The inputs/features are messages and the outputs/repsonse are binary classifications for each message category.

In [4]:
X.shape

(26216,)

In [5]:
X.head()

0    Weather update - a cold front from Cuba that c...
1              Is the Hurricane over or is it not over
2                      Looking for someone but no name
3    UN reports Leogane 80-90 destroyed.

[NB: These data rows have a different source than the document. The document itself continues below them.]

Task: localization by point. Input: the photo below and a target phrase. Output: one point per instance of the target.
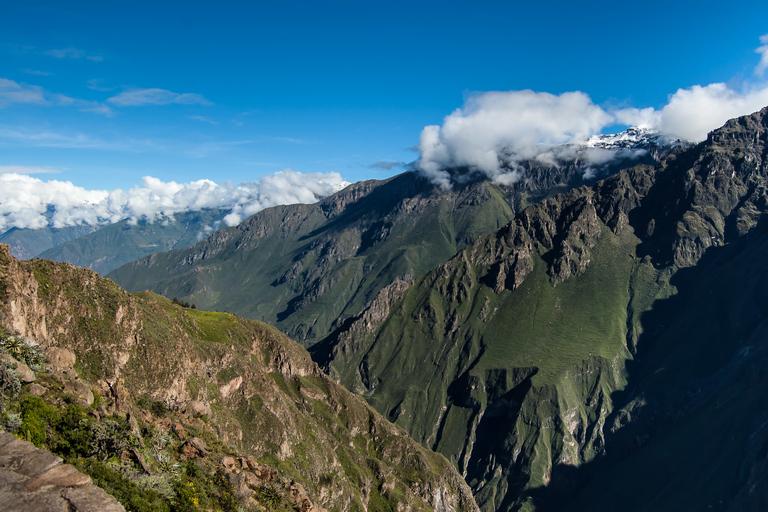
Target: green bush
(37, 419)
(130, 495)
(24, 350)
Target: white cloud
(203, 119)
(494, 131)
(497, 128)
(14, 92)
(36, 72)
(763, 51)
(27, 202)
(23, 169)
(692, 113)
(140, 97)
(72, 53)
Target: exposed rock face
(33, 480)
(580, 341)
(310, 267)
(261, 391)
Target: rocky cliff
(235, 397)
(599, 352)
(307, 268)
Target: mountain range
(588, 336)
(603, 351)
(307, 268)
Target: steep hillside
(117, 244)
(306, 268)
(603, 351)
(28, 243)
(279, 431)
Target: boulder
(79, 390)
(61, 359)
(26, 374)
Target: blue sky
(105, 93)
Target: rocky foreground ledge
(33, 480)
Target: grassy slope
(523, 389)
(302, 268)
(117, 244)
(267, 398)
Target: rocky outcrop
(242, 382)
(33, 480)
(310, 268)
(521, 359)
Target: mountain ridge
(326, 262)
(257, 392)
(517, 347)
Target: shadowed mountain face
(605, 350)
(28, 243)
(244, 385)
(307, 268)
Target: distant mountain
(606, 350)
(180, 409)
(28, 243)
(117, 244)
(307, 268)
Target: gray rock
(33, 480)
(27, 375)
(60, 358)
(198, 407)
(36, 390)
(79, 390)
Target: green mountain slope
(278, 432)
(573, 348)
(307, 268)
(117, 244)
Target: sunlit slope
(532, 351)
(117, 244)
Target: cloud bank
(494, 131)
(27, 202)
(141, 97)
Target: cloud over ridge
(27, 202)
(496, 130)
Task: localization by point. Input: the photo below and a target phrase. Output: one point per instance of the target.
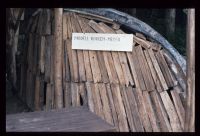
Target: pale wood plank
(142, 109)
(112, 106)
(75, 94)
(161, 112)
(67, 95)
(153, 72)
(157, 68)
(105, 103)
(128, 109)
(145, 70)
(119, 107)
(151, 112)
(171, 111)
(178, 105)
(90, 96)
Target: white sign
(99, 41)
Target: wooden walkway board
(134, 91)
(65, 120)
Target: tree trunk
(58, 58)
(190, 104)
(132, 11)
(170, 22)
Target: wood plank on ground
(105, 103)
(171, 111)
(153, 72)
(112, 106)
(65, 120)
(178, 105)
(142, 110)
(134, 109)
(157, 68)
(128, 109)
(161, 112)
(150, 86)
(119, 107)
(151, 112)
(90, 96)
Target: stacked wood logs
(134, 91)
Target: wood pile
(134, 91)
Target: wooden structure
(77, 119)
(138, 91)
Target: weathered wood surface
(111, 84)
(57, 55)
(64, 120)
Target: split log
(190, 111)
(57, 55)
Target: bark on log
(57, 58)
(190, 105)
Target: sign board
(101, 41)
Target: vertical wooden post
(58, 57)
(190, 104)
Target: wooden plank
(65, 27)
(48, 97)
(112, 74)
(176, 69)
(112, 106)
(85, 53)
(125, 68)
(48, 22)
(164, 69)
(67, 64)
(58, 43)
(83, 94)
(74, 52)
(89, 96)
(138, 70)
(34, 25)
(141, 36)
(126, 75)
(42, 93)
(145, 69)
(142, 42)
(69, 54)
(40, 22)
(179, 106)
(76, 119)
(133, 69)
(153, 72)
(97, 101)
(67, 95)
(157, 68)
(134, 109)
(128, 109)
(118, 68)
(142, 110)
(171, 77)
(119, 107)
(151, 112)
(104, 74)
(37, 94)
(75, 94)
(47, 66)
(171, 111)
(95, 67)
(105, 103)
(81, 66)
(87, 66)
(161, 112)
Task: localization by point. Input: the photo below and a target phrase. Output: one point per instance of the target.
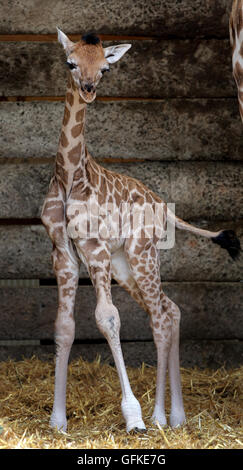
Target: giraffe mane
(91, 38)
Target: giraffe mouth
(87, 96)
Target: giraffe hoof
(177, 420)
(140, 430)
(58, 423)
(159, 420)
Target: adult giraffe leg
(108, 322)
(67, 274)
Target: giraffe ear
(114, 53)
(66, 43)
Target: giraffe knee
(107, 320)
(64, 330)
(176, 313)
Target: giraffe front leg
(108, 322)
(67, 279)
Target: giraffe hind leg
(164, 320)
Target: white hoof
(132, 413)
(58, 422)
(159, 419)
(177, 419)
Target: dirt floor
(213, 404)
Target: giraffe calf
(131, 256)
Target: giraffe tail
(227, 239)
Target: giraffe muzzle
(88, 93)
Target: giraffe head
(88, 61)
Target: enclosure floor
(213, 404)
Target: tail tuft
(227, 239)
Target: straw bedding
(213, 404)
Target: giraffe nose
(89, 88)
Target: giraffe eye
(71, 66)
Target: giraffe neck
(71, 155)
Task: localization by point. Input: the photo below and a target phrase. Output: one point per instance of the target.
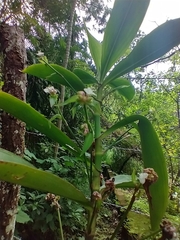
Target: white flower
(51, 90)
(143, 177)
(40, 54)
(89, 92)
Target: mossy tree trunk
(14, 58)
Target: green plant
(125, 20)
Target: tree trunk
(13, 131)
(65, 64)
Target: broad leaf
(95, 48)
(11, 157)
(122, 181)
(87, 142)
(56, 74)
(153, 158)
(125, 20)
(124, 88)
(151, 47)
(22, 217)
(24, 175)
(85, 77)
(31, 117)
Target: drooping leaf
(153, 158)
(151, 47)
(124, 87)
(95, 48)
(124, 181)
(31, 117)
(85, 77)
(125, 20)
(40, 180)
(56, 74)
(11, 157)
(70, 100)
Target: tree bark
(13, 131)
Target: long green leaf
(31, 117)
(11, 157)
(151, 47)
(125, 20)
(122, 181)
(85, 77)
(124, 87)
(13, 169)
(153, 158)
(95, 48)
(56, 74)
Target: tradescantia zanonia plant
(124, 22)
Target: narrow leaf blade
(153, 158)
(95, 48)
(33, 118)
(14, 172)
(125, 20)
(56, 74)
(124, 87)
(87, 142)
(85, 77)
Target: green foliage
(107, 54)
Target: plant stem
(60, 225)
(125, 214)
(151, 235)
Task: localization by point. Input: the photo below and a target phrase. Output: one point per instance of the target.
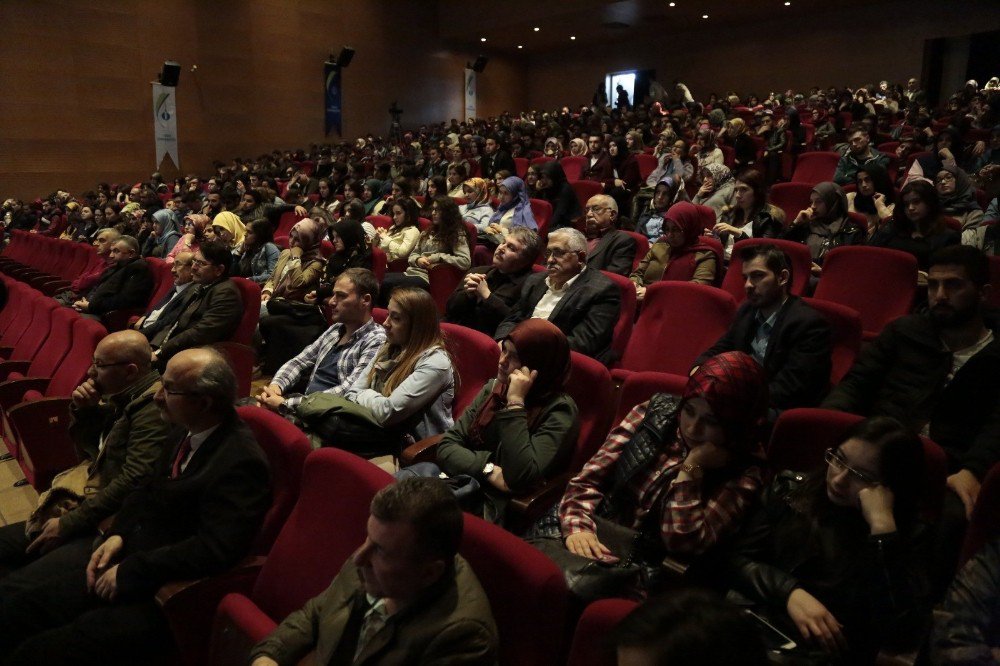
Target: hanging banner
(331, 76)
(165, 123)
(470, 94)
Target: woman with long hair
(679, 254)
(521, 424)
(750, 216)
(834, 556)
(410, 385)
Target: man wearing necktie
(197, 518)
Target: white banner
(165, 123)
(470, 94)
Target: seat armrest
(423, 451)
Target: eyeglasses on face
(835, 460)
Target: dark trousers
(47, 616)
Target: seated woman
(444, 242)
(717, 187)
(521, 424)
(680, 471)
(478, 210)
(514, 211)
(679, 254)
(554, 188)
(825, 224)
(408, 389)
(834, 556)
(751, 216)
(260, 255)
(874, 197)
(958, 197)
(399, 240)
(917, 226)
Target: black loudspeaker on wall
(170, 73)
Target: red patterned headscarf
(735, 387)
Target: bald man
(120, 440)
(197, 517)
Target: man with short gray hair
(582, 302)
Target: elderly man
(404, 597)
(126, 284)
(340, 355)
(196, 518)
(175, 299)
(211, 314)
(488, 293)
(581, 301)
(608, 249)
(119, 438)
(859, 154)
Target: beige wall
(76, 102)
(835, 48)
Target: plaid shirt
(361, 348)
(689, 524)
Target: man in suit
(404, 597)
(608, 249)
(174, 300)
(127, 283)
(581, 301)
(196, 518)
(211, 314)
(787, 337)
(488, 293)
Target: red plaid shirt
(690, 524)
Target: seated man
(175, 299)
(211, 314)
(787, 337)
(196, 518)
(937, 373)
(608, 249)
(859, 154)
(582, 302)
(119, 438)
(487, 294)
(340, 354)
(126, 284)
(404, 597)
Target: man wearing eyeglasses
(608, 249)
(211, 314)
(583, 302)
(119, 438)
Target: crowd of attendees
(841, 558)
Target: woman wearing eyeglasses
(833, 556)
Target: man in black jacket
(487, 294)
(126, 284)
(582, 302)
(195, 518)
(787, 337)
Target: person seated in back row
(582, 302)
(787, 337)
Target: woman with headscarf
(166, 234)
(521, 425)
(682, 472)
(680, 254)
(554, 188)
(958, 196)
(825, 224)
(874, 197)
(717, 187)
(478, 210)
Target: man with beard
(937, 372)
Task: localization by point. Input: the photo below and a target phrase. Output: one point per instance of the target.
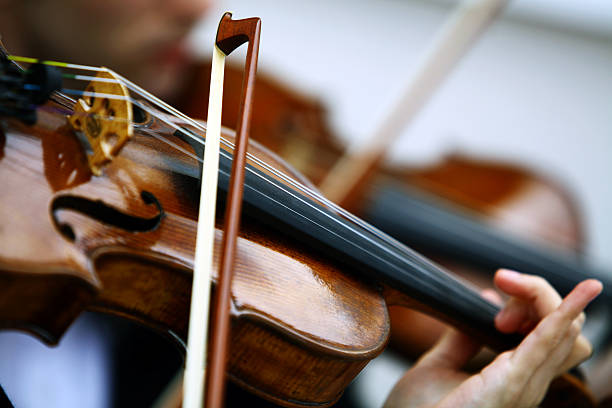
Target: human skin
(516, 378)
(141, 39)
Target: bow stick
(344, 181)
(230, 35)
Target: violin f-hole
(102, 212)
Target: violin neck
(428, 223)
(368, 254)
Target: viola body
(303, 325)
(302, 328)
(514, 201)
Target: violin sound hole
(104, 213)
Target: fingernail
(510, 274)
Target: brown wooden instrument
(306, 317)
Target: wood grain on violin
(292, 301)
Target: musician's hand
(516, 378)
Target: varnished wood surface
(293, 299)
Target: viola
(311, 282)
(461, 208)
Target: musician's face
(141, 39)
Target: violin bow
(230, 35)
(344, 181)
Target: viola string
(313, 194)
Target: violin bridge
(104, 116)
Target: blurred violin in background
(294, 128)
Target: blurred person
(144, 40)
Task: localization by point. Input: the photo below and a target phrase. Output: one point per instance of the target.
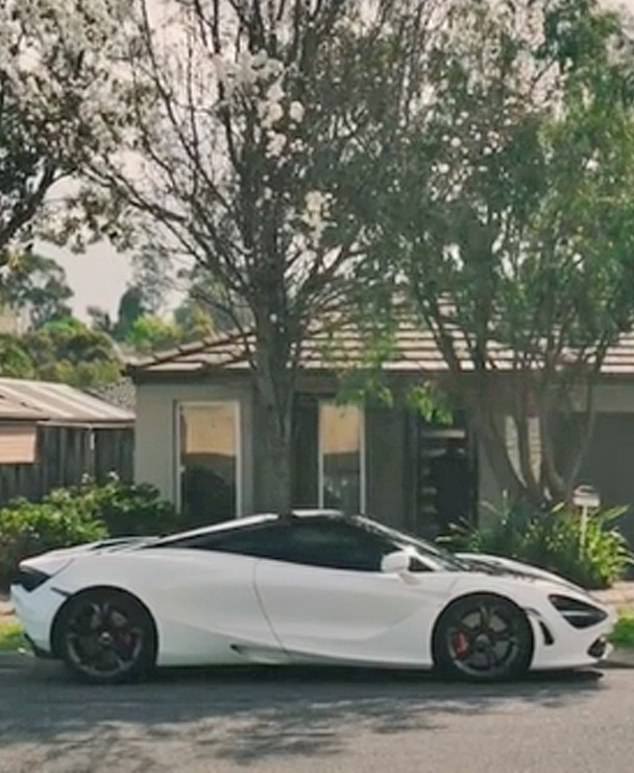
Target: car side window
(324, 542)
(258, 542)
(334, 544)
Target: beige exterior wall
(156, 443)
(609, 399)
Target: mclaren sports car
(312, 587)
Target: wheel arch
(55, 627)
(472, 594)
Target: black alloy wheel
(483, 638)
(106, 637)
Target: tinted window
(335, 544)
(261, 541)
(316, 541)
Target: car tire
(483, 638)
(106, 636)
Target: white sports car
(312, 587)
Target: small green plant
(623, 634)
(554, 540)
(11, 637)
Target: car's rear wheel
(483, 638)
(106, 637)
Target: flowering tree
(239, 135)
(509, 224)
(50, 91)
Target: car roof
(245, 521)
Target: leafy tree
(37, 285)
(69, 351)
(508, 222)
(251, 123)
(15, 360)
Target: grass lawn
(623, 635)
(11, 638)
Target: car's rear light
(30, 578)
(578, 613)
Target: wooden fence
(65, 454)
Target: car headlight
(577, 613)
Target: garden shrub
(554, 540)
(126, 509)
(28, 528)
(77, 515)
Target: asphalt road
(312, 720)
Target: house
(198, 428)
(52, 435)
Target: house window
(208, 485)
(341, 457)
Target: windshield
(443, 558)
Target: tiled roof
(44, 401)
(122, 394)
(415, 350)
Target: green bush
(131, 509)
(27, 528)
(554, 541)
(82, 514)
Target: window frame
(237, 439)
(362, 456)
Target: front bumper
(569, 647)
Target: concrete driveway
(314, 720)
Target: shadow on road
(253, 714)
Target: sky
(100, 276)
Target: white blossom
(296, 111)
(271, 113)
(275, 93)
(275, 145)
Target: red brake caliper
(460, 644)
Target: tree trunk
(493, 441)
(275, 494)
(275, 390)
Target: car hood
(508, 567)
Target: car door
(204, 601)
(326, 598)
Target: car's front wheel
(105, 637)
(483, 638)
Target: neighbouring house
(197, 436)
(53, 435)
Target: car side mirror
(397, 562)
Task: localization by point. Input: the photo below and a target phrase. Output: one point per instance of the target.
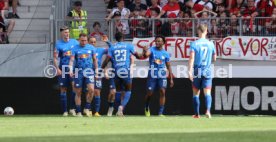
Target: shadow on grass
(247, 136)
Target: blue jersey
(158, 60)
(64, 50)
(204, 51)
(120, 54)
(84, 56)
(99, 53)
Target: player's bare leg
(97, 95)
(162, 101)
(208, 101)
(63, 97)
(196, 102)
(78, 101)
(89, 97)
(111, 98)
(72, 110)
(147, 101)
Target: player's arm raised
(191, 64)
(168, 64)
(71, 62)
(145, 54)
(105, 62)
(95, 62)
(56, 62)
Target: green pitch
(137, 129)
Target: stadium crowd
(221, 16)
(6, 18)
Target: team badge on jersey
(158, 61)
(82, 56)
(67, 53)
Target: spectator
(250, 13)
(154, 5)
(154, 12)
(137, 24)
(137, 5)
(171, 7)
(14, 4)
(251, 10)
(174, 24)
(223, 24)
(234, 24)
(220, 8)
(230, 4)
(214, 29)
(111, 5)
(79, 25)
(186, 24)
(264, 8)
(236, 10)
(4, 6)
(97, 31)
(163, 2)
(124, 12)
(207, 4)
(205, 17)
(7, 25)
(119, 25)
(194, 7)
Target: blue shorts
(98, 84)
(202, 82)
(122, 81)
(66, 81)
(82, 81)
(156, 83)
(111, 83)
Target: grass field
(137, 129)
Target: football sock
(72, 100)
(126, 98)
(196, 104)
(88, 106)
(161, 109)
(63, 100)
(78, 108)
(208, 101)
(97, 103)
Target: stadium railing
(170, 27)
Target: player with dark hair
(120, 54)
(202, 51)
(100, 51)
(84, 55)
(159, 60)
(63, 50)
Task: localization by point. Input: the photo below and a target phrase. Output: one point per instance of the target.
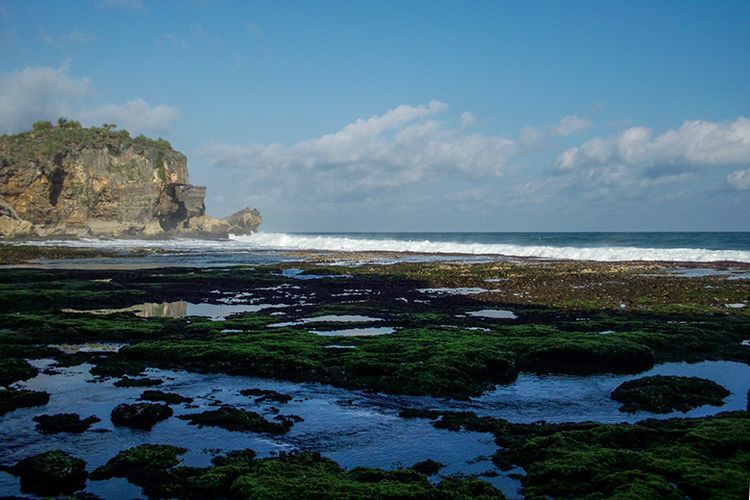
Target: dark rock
(234, 419)
(664, 394)
(51, 473)
(140, 415)
(167, 397)
(264, 395)
(137, 382)
(14, 370)
(64, 422)
(13, 399)
(428, 467)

Only Hospi...
4    says: west side of Haiti, rest of the country ...
Name: message, dtype: object

In [6]:
Y.shape

(26216, 36)

In [7]:
Y.head()

Unnamed: 0,related,request,offer,aid_related,medical_help,medical_products,search_and_rescue,security,military,child_alone,...,aid_centers,other_infrastructure,weather_related,floods,storm,fire,earthquake,cold,other_weather,direct_report
0,1,0,0,0,0,0,0,0,0,0,...,0,0,0,0,0,0,0,0,0,0
1,1,0,0,1,0,0,0,0,0,0,...,0,0,1,0,1,0,0,0,0,0
2,1,0,0,0,0,0,0,0,0,0,...,0,0,0,0,0,0,0,0,0,0
3,1,1,0,1,0,1,0,0,0,0,...,0,0,0,0,0,0,0,0,0,0
4,1,0,0,0,0,0,0,0,0,0,...,0,0,0,0,0,0,0,0,0,0


## Tokenize message features

The following function will be the first step in the NLP pipeline

In [8]:
def tokenize(text):
    """Tokenize messages."""
    # replace urls with placeholder
    url_regex = ('http[s]?://(?:[a-zA-Z]|[0-9]|[$-_@.&+]|[!*\(\),]|(?:%[0-9a-fA-F][0-9a-fA-F]))+')
    detected_urls = re.findall(url_regex, text)
    for url in detected_urls:
        text = text.replace(url, "urlplaceholder")
    # convert to lower case
    text = text.lower()
    # remove punctuation characters
    text = re.sub(r'[^a-zA-Z0-9]', ' ', text)
    # word tokens
    words = word_tokenize(text)
    # remove words with digits and stop words
    words = [w for w in words if w not in stopwords.words('english')]
    # lemmatize
    lemmed = [WordNetLemmatizer().lemmatize(w) for w in words]
    return lemmed

## Build pipeline

The pipeline consists of three steps:

1. A count vectorizer which tokenizes and converts the message data into a document-frequency matrix (rows are messages, columns are counts of words in the vocabulary)
2. A tf-idf transformer which converts the doc-freq matrix into a tf-idf matrix
3. A random forest classifier. The `scikit-learn` implementation supports [multilabel classification](https://scikit-learn.org/stable/modules/multiclass.html), that is, binary classification for multiple classes. We'll also weight the classes since they're highly imbalanced.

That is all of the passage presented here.